L’unica sostituzione spiegabile guardando solo alla partita è stata quella di Pedicillo (5,5) apparso spremuto dopo 15 partite in cui ha girato tutte le posizioni in campo di centrocampo e attacco, con Mamona (5,5) che, però, nei primi 10’ di qualsiasi sua apparizione, sembra sempre un misto tra Faustino Asprilla e Rafael Leao, ma poi ritorna nella sua dimensione di modesto pedatore in serie C dal quale non ti aspetti mai che indovini un cross vincente dal fondo o segni nel caso in cui arrivi davanti al portiere avversario. Da qui la sorpresa al minuto 59, quando Anatriello gira di destro tra le braccia del portiere un passaggio perfetto dal fondo del carissimo Blu. A proposito del centravanti giallorosso, la sua prestazione di ieri non può andare oltre il 5,5, ma solo perché comunque, pur non essendo in giornata positiva, è l’unico a vedere la porta, anche se non scuote la rete dopo pochi minuti con un colpo di testa troppo timido e, nella ripresa, invece di tirare, preferisce l’assist, sprecando malamente una ottima chance.
Nel finale, addirittura, al suo posto si vede Re (sv), 12’ in campo in cui, a dispetto del nome, se si fosse trattato di briscola, sarebbe stato un liscio e non una figura.
LA TESTA ALTROVE - Discorso particolare, invece, quello che riguarda il centrocampo, dove il più distratto, forse con la testa già al mercato invernale, è Frisenna (5), che ne indovina davvero poche in tutte e due le fasi, troppo leggero in disimpegno e poco incisivo quando si tratta di rifinire nei pressi dell’area avversaria. Il suo sostituto naturale nel roster potrebbe essere Di Palma, ma, come Morleo o Ndir, si tratta di desaparecidos quasi al livello di Zammit o Zona l'anno scorso.  Meglio del numero 8 giallorosso si comporta Garofalo (5,5), ma solo nel primo tempo, perché alla distanza si spegne per poi lasciare il posto all’uomo ombra Luciani.
RAGAZZO DENTRO - Anzelmo (6,5) è tra quelli che interpreta la partita nel modo più giusto, lottando su ogni pallone, rischiando la giocata quando serviva e persino spingendosi avanti con risultati modesti nelle conclusioni verso la porta, ma questo ragazzo dimostra carattere e, se dovesse migliorare l’aspetto fisico, potrebbe fare una buona carriera. Prestazione interlocutoria per Peppe Salvo (6), protagonista involontario, in negativo, all’inizio dell’azione che porta al gol decisivo, quando perde un contrasto e si ferma pensando che la palla sia andata fuori, ma poi presente in modo abbastanza assiduo nel resto della gara. Manetta (6) è superlativo in alcuni recuperi che chiudono, in piena area, la traiettoria di tiri pericolosissimi, ma poi resta troppo passivo sulla penetrazione di Colangiuli e conseguente cross trasformato in tre punti per il Sorrento da Bolsius e si becca il solito cartellino giallo per eccessiva pressione nella metà campo avversaria, ormai segnato in tabellino da tutti i cronisti prima della gara per non perdere tempo al momento di chiudere il pezzo.
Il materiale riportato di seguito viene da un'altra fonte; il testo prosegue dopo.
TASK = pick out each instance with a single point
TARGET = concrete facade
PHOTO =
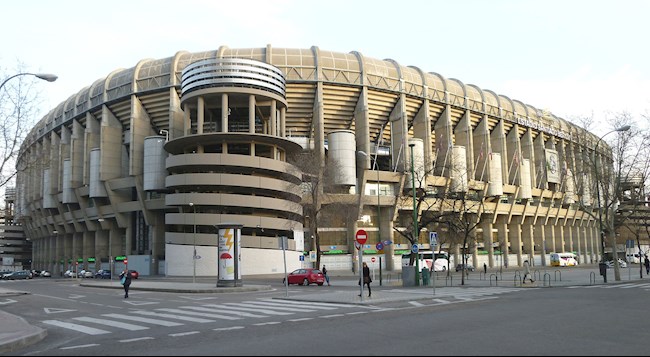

Infine, Krapikas (5,5), perfetto nel primo tempo quando chiude su un tiro di Bolsius rasoterra insidioso e, nella ripresa, a tu per tu con Musso, ma improvvido ai limiti dell’autolesionismo al momento in cui esce dalla sua porta totalmente fuori tempo per chiudere su un cross dal fondo e arriva l’1-0. Il portiere lituano, addirittura, al 3’ di recupero, si catapulta in area sorrentina su un calcio d’angolo, ma non arriva la sua deviazione di testa e, quindi, si spengono lì le ultime speranze di un pareggio in extremis. Invece, è arrivata una sconfitta dopo la quale serve correre subito ai ripari, perché il tempo per recuperare si assottiglia giornata dopo giornata e il silenzio o l’attesa portano a orizzonti troppo cupi.